SCoA: Revisiting Domain Generalized Object Detection with Style-Conditioned Adaptation
Abstract
Domain generalized object detection (DGOD) aims to train an object detector on a single source domain and generalize it to unseen target domains. Recent advances in DGOD have increasingly exploited vision foundation models (VFMs) via parameter-efficient finetuning strategies. However, existing approaches typically adapt VFMs with fixed, style-agnostic parameters, overlooking that different visual styles may induce distinct task discrepancies. To address this challenge, we propose SCoA, a novel Style Conditioned Adaptation framework for dynamic, style-aware task compensation.

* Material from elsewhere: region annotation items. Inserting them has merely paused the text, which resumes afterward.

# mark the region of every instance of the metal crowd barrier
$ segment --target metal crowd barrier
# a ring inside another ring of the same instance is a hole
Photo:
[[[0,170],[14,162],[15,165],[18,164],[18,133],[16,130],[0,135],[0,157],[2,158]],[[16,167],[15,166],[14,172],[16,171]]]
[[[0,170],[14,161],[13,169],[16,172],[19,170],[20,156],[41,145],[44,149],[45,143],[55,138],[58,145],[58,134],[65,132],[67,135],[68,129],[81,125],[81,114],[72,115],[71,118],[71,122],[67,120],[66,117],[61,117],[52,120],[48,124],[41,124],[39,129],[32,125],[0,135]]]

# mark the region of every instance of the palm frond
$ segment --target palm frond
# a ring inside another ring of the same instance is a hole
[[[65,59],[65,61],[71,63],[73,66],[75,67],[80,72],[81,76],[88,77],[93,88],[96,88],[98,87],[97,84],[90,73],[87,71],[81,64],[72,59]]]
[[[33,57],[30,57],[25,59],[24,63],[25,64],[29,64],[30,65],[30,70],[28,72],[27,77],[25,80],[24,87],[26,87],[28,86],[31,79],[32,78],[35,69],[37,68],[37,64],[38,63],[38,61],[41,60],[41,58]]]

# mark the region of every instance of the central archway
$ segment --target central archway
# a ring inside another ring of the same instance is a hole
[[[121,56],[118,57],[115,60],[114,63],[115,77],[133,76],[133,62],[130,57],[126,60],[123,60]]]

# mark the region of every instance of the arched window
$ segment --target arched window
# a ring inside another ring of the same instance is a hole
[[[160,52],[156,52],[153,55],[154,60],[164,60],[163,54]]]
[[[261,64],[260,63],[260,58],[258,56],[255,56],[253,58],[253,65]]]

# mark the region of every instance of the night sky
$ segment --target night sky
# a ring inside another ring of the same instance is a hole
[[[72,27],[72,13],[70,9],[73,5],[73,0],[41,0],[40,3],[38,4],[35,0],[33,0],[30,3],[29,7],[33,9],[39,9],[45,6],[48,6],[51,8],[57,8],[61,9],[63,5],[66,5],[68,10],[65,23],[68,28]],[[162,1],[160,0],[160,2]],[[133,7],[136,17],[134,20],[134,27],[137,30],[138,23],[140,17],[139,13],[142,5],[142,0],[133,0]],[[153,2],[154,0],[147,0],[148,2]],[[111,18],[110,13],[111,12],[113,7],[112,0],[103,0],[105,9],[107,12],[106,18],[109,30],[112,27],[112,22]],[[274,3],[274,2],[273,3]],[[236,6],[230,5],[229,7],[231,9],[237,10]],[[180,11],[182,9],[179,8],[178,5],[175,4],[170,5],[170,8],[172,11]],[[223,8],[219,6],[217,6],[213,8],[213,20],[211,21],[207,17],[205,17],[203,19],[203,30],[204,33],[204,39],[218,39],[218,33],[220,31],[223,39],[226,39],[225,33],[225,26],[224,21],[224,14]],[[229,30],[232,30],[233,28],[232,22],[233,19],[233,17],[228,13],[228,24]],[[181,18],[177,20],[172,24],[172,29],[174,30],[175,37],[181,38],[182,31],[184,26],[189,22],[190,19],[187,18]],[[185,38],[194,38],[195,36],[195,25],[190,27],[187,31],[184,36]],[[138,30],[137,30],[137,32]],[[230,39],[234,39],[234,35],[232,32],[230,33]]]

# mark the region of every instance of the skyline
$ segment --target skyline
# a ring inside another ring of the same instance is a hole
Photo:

Specifically, we introduce a Spectral Style Modeling (SSM) module that preserves local style cues via a memory-based mechanism, enabling diverse style characterization from a single source domain. Conditioned on the extracted style signals, we design a Mixture-of-Tokens Adaptation (MTA) mechanism, which maintains multiple adaptation tokens and dynamically routes each sample to an optimal combination of tokens, thereby explicitly modeling style-dependent task mismatches. In addition, we propose a Style-Conditioned Query Refinement (SCQR) module that injects style information into object queries, enabling a style-aware detection head. By jointly integrating these components, SCoA allows the model to follow style-specific adaptation trajectories, achieving effective and flexible task compensation for VFM-based DGOD. Extensive experiments demonstrate that the proposed SCoA achieves state-of-the-art performance across two challenging scenarios.